De walvisvaart startte omstreeks 1550 toen Basken op walvissen langs de kust gingen jagen. De grootschalige walvisjacht kwam pas op gang rond 1600 toen de Nederlandse zeevaarder Willem Barentsz de eilandengroep Spitsbergen ontdekte. De kustwateren vol walvissen lokten Nederlanders naar Spitsbergen die de nederzetting Smeerenburg oprichtten. Niet veel later kwamen ook Engelse, Baskische, Portugese, Noorse, Deense en Duitse walvisvaarders naar de eilandengroep. De jachtgronden werden verdeeld over de nationaliteiten. In het begin joeg men op grote traagzwemmende baleinwalvissen, bij voorkeur op de noordkaper (
Eubalaena glacialis) en de Groenlandse walvis (
Balaena mysticetus). Deze ongeveer zeventien meter lange walvissen hebben baleinen in plaats van tanden.
De ouderdom van bewerkte tanden
In 1712 belandde een sloep van kapitein Christopher Hussey op open zee waar een potvis (
Physeter macrocephalus) werd gespot. De walvis werd gedood en teruggebracht naar de haven van Nantucket in de Verenigde Staten, waar ook het verhaal over Moby Dick vandaan komt. De toevallige ontdekking kwam goed uit, aangezien de twee populairste walvissen op punt van uitsterven stonden. De potvis, een ruim achttien meter lange walvis, heeft tanden in plaats van baleinen. Sindsdien viel de potvis, de grootste walvis met tanden, samen met een aantal baleinwalvissen ten prooi aan de walvisvaarders. Zeker na de uitvinding van het harpoenkanon in 1864 en de bouw van steeds snellere schepen kon de potvis makkelijker worden bijhouden en worden gevangen.
Bewerkte walvistanden zijn dus pas na het jaartal 1712 gemaakt. Overige kunstwerken uit botten, zoals ribben en kaken kunnen van elk type walvis zijn. Het gros van het beensnijwerk ligt tegenwoordig in musea en is volgens experts gemaakt tussen 1830 en 1869.

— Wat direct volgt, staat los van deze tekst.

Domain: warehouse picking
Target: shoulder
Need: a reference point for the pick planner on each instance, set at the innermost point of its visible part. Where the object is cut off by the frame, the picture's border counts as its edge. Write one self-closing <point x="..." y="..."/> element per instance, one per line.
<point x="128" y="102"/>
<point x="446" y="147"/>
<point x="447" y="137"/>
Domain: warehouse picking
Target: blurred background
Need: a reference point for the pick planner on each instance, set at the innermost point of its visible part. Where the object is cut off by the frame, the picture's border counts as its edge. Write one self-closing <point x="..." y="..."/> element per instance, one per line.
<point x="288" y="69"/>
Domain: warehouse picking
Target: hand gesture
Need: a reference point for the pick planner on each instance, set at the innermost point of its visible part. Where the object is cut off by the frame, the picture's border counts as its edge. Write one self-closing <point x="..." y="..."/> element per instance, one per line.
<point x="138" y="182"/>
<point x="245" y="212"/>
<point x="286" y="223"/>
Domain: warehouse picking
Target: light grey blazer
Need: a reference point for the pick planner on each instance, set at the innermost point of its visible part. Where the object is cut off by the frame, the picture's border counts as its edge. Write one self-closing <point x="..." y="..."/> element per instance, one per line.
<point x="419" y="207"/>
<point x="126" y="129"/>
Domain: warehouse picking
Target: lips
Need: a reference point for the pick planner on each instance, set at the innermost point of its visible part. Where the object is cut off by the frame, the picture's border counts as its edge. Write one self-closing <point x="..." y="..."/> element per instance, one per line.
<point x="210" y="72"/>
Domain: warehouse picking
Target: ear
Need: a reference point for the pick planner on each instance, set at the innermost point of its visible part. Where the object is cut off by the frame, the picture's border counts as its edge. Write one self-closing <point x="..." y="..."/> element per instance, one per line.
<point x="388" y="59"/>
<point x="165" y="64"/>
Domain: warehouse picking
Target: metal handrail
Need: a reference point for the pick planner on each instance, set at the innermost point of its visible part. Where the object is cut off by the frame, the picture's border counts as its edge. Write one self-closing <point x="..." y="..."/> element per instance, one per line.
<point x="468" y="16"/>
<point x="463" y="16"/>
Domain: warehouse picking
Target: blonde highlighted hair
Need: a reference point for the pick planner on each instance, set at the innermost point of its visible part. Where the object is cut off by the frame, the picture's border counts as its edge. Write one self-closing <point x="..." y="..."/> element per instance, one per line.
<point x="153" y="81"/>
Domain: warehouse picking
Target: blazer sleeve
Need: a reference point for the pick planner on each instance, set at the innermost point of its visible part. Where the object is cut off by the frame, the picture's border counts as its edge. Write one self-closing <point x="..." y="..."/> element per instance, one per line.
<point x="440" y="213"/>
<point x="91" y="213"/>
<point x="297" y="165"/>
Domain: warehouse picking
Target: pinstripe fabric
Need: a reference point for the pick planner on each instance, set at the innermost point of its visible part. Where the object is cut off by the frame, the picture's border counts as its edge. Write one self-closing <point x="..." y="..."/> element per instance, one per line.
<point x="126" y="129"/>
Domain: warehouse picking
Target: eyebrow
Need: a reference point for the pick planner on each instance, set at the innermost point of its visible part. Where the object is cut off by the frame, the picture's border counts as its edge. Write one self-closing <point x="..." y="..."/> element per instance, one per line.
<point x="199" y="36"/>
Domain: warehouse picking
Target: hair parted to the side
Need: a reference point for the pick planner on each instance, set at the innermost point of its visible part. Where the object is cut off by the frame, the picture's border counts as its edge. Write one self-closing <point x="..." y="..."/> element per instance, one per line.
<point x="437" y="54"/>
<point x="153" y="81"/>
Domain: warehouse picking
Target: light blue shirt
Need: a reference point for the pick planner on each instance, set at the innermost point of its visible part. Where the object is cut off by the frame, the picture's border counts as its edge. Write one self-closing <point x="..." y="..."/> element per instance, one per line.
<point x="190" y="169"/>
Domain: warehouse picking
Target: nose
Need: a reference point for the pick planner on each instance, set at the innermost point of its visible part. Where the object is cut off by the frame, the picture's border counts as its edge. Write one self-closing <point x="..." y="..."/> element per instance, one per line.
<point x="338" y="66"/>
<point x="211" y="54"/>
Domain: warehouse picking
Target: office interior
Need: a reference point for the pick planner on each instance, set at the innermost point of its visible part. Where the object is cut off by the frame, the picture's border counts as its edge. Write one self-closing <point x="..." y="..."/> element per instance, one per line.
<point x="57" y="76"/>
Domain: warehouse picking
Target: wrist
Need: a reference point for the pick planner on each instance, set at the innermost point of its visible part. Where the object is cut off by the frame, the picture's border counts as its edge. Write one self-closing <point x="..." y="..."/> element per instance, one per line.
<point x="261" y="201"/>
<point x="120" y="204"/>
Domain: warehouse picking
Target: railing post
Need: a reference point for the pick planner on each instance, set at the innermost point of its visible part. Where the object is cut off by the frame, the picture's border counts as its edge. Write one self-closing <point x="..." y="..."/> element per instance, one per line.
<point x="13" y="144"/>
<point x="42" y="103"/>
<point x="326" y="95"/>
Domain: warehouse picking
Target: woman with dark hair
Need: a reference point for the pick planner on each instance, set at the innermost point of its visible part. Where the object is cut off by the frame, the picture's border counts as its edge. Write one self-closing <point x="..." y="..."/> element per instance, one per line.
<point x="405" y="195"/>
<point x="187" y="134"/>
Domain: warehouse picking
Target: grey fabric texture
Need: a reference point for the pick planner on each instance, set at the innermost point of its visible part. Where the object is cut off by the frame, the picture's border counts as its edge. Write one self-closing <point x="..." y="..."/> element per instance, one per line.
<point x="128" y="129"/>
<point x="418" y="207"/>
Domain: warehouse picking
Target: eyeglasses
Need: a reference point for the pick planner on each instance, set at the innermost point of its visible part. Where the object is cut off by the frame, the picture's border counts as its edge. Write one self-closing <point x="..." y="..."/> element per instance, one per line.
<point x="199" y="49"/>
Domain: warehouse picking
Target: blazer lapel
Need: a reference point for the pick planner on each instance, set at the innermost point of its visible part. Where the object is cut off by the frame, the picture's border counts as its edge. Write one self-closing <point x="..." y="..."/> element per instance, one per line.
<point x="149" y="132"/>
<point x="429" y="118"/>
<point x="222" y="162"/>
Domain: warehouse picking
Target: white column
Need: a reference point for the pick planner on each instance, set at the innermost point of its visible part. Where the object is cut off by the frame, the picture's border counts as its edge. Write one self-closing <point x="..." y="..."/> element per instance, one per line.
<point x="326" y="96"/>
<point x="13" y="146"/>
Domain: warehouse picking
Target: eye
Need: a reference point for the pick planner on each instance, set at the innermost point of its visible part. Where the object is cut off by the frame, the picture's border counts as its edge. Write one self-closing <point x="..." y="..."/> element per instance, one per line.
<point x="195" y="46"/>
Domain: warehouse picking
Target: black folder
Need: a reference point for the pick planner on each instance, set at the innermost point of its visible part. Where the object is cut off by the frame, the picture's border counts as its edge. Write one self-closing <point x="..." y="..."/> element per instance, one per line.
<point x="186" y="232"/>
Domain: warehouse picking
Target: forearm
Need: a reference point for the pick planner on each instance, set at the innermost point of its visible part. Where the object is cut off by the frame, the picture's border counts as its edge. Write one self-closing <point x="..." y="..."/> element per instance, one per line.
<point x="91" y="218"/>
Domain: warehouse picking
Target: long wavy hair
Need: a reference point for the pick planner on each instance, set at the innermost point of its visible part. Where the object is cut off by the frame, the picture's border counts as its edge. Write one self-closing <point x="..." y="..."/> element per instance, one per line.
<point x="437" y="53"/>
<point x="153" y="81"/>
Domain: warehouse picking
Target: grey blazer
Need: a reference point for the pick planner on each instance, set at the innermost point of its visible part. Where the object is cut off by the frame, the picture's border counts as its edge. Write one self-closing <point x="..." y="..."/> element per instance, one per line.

Nederlandse walvisvaarders voor de kust van Smeerenburg /
Bron: Bonaventura Peeters, Wikimedia Commons (Publiek domein) Het einde van scrimshaws
Omstreeks 1900 kregen zeelieden steeds minder tijd om scrimshaws te maken, wegens technologische toevoegingen op de schepen. Rond die tijd waren schepen volledig uitgerust met ovens (om ter plekke het gewilde product olie uit het walvisspek te extraheren) en andere hulpmiddelen. Als de walvisvaarder terugkwam in de haven was de walvis volledig ontleed, klaar om te worden doorverkocht. De meeste scrimshaws zullen dus niet na 1900 zijn gemaakt.
De walvisvaart is nooit geëindigd, maar de meeste landen stopten met jagen naar aanleiding van het verbod van de Internationale Walvisvaart Commissie (IWC) in 1986. Sindsdien is walvisjacht alleen toegestaan voor wetenschappelijke doeleinden en voor traditionele volkeren, zoals de Inuit, voor wie het een cruciale bestaanswijze is. Japan, Noorwegen en IJsland negeren het dringende verzoek van de IWC en jagen anno 2017 nog gewoon op walvissen.